Synthesis and Electrochemical Reaction of Tin Oxalate-Reduced Graphene Oxide Composite Anode for Rechargeable Lithium Batteries

Abstract

Unlike for SnO2, few studies have reported on the use of SnC2O4 as an anode material for rechargeable lithium batteries. Here, we first introduce a SnC2O4-reduced graphene oxide composite produced via hydrothermal reactions followed by a layer-by-layer self-assembly process. The addition of rGO increased the electric conductivity up to similar to 10(-3) S cm(-1). As a result, the SnC2O4-reduced graphene oxide electrode exhibited a high charge (oxidation) capacity of similar to 1166 mAh g(-1) at a current of 100 mA g(-1) (0.1 C-rate) with a good retention delivering approximately 620 mAh g(-1) at the 200th cycle.

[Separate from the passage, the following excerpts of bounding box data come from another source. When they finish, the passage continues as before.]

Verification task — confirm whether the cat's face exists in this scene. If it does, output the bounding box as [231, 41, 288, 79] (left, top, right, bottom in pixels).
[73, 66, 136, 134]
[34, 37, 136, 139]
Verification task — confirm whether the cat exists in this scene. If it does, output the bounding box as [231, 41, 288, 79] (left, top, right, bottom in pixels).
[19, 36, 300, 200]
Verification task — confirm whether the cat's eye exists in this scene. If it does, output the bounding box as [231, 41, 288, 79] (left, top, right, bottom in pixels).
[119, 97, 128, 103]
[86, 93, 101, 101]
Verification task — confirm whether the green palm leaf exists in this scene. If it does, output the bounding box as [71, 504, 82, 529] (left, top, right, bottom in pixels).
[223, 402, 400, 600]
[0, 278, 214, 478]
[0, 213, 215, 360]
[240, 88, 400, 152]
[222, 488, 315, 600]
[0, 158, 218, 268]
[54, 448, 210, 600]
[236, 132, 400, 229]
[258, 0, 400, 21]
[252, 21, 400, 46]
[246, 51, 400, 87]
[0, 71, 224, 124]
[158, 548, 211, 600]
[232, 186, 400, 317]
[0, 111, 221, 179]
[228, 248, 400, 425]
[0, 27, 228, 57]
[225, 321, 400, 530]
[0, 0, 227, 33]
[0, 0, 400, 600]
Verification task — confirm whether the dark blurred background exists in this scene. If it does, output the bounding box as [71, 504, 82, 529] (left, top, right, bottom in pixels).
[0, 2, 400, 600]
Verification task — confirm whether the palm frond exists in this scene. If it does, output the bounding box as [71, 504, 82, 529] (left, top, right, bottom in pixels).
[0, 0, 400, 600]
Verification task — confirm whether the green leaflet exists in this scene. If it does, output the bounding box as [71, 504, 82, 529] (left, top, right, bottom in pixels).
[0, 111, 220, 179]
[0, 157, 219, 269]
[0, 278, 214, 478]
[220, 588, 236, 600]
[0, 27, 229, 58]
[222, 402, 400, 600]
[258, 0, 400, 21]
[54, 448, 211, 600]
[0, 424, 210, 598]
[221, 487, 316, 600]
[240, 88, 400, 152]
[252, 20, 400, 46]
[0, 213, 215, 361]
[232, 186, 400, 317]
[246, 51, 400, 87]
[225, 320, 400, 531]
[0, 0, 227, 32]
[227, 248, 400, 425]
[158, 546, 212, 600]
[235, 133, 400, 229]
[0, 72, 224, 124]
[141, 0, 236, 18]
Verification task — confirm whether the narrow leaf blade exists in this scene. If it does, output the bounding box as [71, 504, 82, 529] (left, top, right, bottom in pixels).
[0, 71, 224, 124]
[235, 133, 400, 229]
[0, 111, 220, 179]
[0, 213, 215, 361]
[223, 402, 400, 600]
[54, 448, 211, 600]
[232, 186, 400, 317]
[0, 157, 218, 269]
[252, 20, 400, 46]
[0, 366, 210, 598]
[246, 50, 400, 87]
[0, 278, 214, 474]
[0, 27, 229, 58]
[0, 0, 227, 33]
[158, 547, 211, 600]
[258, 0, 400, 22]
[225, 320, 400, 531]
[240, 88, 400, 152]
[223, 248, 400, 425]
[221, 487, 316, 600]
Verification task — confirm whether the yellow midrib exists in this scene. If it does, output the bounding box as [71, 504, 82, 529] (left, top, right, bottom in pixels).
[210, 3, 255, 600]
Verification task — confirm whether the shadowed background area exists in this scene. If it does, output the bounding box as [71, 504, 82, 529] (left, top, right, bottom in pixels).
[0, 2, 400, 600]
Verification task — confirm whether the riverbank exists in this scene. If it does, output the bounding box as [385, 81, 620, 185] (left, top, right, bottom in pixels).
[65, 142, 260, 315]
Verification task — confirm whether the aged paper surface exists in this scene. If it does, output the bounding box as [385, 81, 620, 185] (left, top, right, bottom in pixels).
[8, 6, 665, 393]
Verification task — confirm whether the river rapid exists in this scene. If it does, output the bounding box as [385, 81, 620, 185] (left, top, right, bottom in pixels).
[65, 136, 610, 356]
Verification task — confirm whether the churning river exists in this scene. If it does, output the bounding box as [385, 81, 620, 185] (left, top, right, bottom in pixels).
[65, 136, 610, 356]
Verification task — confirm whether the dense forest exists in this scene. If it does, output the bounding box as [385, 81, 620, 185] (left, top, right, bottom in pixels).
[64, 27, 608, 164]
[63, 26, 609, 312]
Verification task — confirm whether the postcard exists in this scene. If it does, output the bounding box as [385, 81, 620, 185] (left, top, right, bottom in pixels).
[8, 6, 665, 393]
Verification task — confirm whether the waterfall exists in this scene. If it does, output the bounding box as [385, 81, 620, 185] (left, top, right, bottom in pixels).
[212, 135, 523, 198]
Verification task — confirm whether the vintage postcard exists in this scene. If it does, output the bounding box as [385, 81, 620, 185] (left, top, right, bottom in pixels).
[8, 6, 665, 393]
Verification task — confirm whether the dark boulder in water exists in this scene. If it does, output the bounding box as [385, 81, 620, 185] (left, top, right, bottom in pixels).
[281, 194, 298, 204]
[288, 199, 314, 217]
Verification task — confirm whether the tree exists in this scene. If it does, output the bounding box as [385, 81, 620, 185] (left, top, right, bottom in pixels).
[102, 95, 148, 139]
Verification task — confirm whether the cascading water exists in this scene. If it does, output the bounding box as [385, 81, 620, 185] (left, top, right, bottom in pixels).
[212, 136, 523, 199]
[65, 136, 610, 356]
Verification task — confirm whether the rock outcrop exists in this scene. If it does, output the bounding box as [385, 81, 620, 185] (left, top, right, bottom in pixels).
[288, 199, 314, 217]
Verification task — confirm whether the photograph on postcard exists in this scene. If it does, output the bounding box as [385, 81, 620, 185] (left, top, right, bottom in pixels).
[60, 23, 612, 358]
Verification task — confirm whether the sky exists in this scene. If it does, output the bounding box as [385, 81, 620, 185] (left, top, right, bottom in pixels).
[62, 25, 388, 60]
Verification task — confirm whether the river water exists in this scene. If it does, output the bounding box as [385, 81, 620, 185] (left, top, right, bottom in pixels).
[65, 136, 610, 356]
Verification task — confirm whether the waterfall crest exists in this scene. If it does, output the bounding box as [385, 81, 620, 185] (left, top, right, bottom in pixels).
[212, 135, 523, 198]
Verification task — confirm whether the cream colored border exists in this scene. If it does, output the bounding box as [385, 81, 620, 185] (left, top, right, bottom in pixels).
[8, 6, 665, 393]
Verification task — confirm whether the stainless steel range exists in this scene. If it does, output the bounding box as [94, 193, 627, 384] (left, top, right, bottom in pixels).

Even at a rate of 10 C (10 A g(-1)), the composite electrode was able to obtain a charge capacity of 467 mAh g(-1). In contrast, the bare SnC2O4 had inferior electrochemical properties relative to those of the SnC2O4-reduced graphene oxide composite: similar to 643 mAh g(-1) at the first charge, retaining 192 mAh g(-1) at the 200th cycle and 289 mAh g(-1) at 10 C. This improvement in electrochemical properties is most likely due to the improvement in electric conductivity, which enables facile electron transfer via simultaneous conversion above 0.75 V and de/alloy reactions below 0.75 V: SnC2O4 + 2Li(+) + 2e(-) -> Sn + Li2C2O4 + xLi(+) + xe(-) -> LixSn on discharge (reduction) and vice versa on charge. This was confirmed by systematic studies of ex situ X-ray diffraction, transmission electron microscopy, and time-of-flight secondary-ion mass spectroscopy.